No family in America can escape the consequences of the coming energy crisis. The fantasy of unlimited power is flickering out. We cannot go on having cheap gasoline, cheap power for manufacturing, cheap home heating oil, without disturbing the environment. And even with more domestic production, which takes time, we are in danger of being held hostage by volatile foreign oil.

Few Americans have given this issue much thought–until recently. Now, over half agree with President Bush and Vice President Cheney that there is a crisis and that we may have to develop energy at home, even if it means some cost to the environment. Other energy sources are also being re-examined. Nuclear power is coming back in favor. Solar and tidal energy will be more seriously pursued. Still, for years to come fossil fuels will provide virtually all our transportation needs and most of our electrical needs.

More must be done to conserve energy, of course.
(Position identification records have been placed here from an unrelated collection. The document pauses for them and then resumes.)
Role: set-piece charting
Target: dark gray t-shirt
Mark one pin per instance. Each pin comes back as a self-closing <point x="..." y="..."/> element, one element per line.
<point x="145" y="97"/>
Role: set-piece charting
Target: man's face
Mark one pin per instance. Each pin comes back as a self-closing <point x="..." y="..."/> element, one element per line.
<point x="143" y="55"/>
But conservation alone will not remove the threat to our way of life and to our national security. Just how vulnerable we are was recently underscored when the OPEC cartel decided not to increase oil supplies but to reduce output by 1 million barrels a day–pushing up prices. We simply cannot put our fate in their hands.

Crunch time. Those like former President Carter who suggest that we have no oil crisis because worldwide supplies are adequate miss the point. What matters is who controls the supply and how they can manipulate prices. Higher oil prices drain money from our economy and increase our deficit in foreign trade. Carter may know something about oil, but it is peanut oil, not crude. His programs of imposing price controls on oil and gas failed, leading to shortage and rationing and an America gripped by malaise.
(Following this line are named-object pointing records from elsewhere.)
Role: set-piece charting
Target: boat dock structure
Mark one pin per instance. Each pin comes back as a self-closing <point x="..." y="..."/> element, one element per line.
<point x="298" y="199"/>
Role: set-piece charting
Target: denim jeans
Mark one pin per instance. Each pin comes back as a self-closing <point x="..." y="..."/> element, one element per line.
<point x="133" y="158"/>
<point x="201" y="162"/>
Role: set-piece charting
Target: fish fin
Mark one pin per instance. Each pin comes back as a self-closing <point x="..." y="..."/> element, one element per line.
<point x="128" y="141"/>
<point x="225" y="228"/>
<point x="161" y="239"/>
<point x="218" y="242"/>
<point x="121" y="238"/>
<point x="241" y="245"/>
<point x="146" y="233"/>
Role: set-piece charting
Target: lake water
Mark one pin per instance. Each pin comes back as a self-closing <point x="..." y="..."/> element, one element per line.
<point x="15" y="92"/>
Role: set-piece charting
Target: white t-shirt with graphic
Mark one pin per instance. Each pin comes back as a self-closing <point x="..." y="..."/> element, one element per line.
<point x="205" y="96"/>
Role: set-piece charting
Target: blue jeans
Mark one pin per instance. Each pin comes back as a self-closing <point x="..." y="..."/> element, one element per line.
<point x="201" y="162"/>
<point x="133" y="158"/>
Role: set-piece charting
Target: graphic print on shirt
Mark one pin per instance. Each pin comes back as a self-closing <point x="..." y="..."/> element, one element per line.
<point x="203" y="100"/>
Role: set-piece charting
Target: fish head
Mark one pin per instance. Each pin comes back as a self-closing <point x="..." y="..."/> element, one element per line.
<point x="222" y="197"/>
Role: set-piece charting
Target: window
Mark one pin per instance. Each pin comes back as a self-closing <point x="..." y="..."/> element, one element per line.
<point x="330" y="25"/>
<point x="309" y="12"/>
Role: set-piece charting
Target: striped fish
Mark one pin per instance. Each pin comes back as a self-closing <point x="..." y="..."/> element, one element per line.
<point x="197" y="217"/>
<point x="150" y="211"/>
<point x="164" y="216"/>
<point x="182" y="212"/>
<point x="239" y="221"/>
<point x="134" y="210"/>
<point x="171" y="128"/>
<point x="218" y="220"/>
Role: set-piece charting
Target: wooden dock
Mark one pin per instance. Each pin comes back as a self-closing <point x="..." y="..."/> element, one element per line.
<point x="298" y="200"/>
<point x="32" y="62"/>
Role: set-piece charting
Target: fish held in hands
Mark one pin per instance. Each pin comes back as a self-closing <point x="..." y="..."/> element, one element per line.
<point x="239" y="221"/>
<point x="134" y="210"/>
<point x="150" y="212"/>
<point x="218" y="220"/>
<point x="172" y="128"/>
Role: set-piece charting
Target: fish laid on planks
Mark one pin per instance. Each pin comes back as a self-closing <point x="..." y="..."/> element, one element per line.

Here's the crunch: Cheap power requires new domestic energy supplies and power plants–but this may well produce more pollution and more intrusion on protected lands and waters. We must discourage domestic demand, and we should press for ways to use cleaner coal. But we must also encourage domestic drilling. Let's keep a sense of proportion about this. The oil we could get from the Arctic National Wildlife Refuge would involve exploration in only 2,000 acres–an area nearly half the size of New York's JFK International Airport in a region the size of South Carolina.

Alas, that is but one thorny issue. How can we build new infrastructure, including refineries, pipelines, and electric transmission lines without NIMBY getting in the way–local and regional areas protesting "not in my backyard"?
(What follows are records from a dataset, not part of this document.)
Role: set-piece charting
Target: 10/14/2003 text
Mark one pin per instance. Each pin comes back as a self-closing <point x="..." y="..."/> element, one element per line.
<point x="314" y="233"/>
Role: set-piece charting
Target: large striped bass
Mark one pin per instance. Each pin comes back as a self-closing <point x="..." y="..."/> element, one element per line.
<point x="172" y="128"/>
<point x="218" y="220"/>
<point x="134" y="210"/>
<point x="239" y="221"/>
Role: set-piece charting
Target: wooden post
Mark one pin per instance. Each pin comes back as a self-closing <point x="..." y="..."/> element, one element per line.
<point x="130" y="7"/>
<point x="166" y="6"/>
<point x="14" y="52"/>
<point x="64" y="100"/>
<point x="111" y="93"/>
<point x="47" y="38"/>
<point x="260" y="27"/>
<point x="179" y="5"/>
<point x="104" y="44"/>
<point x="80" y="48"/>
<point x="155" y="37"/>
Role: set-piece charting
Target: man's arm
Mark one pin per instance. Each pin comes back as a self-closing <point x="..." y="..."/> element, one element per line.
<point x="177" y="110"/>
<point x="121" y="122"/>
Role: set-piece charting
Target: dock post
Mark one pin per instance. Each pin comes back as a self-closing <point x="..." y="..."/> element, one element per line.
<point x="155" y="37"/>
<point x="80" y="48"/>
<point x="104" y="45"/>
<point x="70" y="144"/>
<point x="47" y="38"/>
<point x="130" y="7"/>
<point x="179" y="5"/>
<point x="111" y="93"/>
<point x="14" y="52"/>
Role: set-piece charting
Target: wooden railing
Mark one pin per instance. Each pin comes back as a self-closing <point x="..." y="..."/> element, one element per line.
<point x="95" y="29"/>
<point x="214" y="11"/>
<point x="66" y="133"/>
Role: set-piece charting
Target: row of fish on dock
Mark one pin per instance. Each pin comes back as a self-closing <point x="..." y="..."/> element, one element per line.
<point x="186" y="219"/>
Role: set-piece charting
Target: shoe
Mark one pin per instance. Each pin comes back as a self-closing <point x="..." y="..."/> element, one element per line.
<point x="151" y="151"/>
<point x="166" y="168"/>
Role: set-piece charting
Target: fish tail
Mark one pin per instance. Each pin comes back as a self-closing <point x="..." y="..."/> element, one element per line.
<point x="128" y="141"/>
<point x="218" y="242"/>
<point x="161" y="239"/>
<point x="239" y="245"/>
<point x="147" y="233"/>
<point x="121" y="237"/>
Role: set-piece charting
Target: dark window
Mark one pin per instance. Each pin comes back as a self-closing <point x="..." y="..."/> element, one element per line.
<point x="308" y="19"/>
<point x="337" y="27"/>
Conservation is almost an official dogma. But Democrats, Republicans–and most Americans–are unwilling to face up to what it really means. We talk the talk of conservation, but we don't walk the walk. Look at the proliferation of sport-utility vehicles. Or the massive air conditioners cooling ever larger homes. Each day, it seems, the gap grows between what we say and what we do. There's a hope that somehow we will repeat the conservation savings achieved after the oil crisis of the 1970s, but it is an illusion. Then, we started with a situation marked by shameful waste and high prices; most savings were enforced in the early 1980s when we had very high energy prices to deter consumption.

Individuals can have it all ways, turning on the power while protesting about power stations and protected lands. Government can't indulge in such self-indulgent fantasies. The Bush energy program must be taken seriously. Its goal is to relieve the strain on infrastructure, eliminate the current supply bottlenecks, and avoid California-style price spikes. We gamble with all our futures if we become do-nothings, pitting energy against the environment and accepting the paralysis ordained by environmental theology. We cannot conserve our way out of the energy hole. We cannot drill our way out of it. The hard truth is that we must do both–or face both blackouts and blackmail.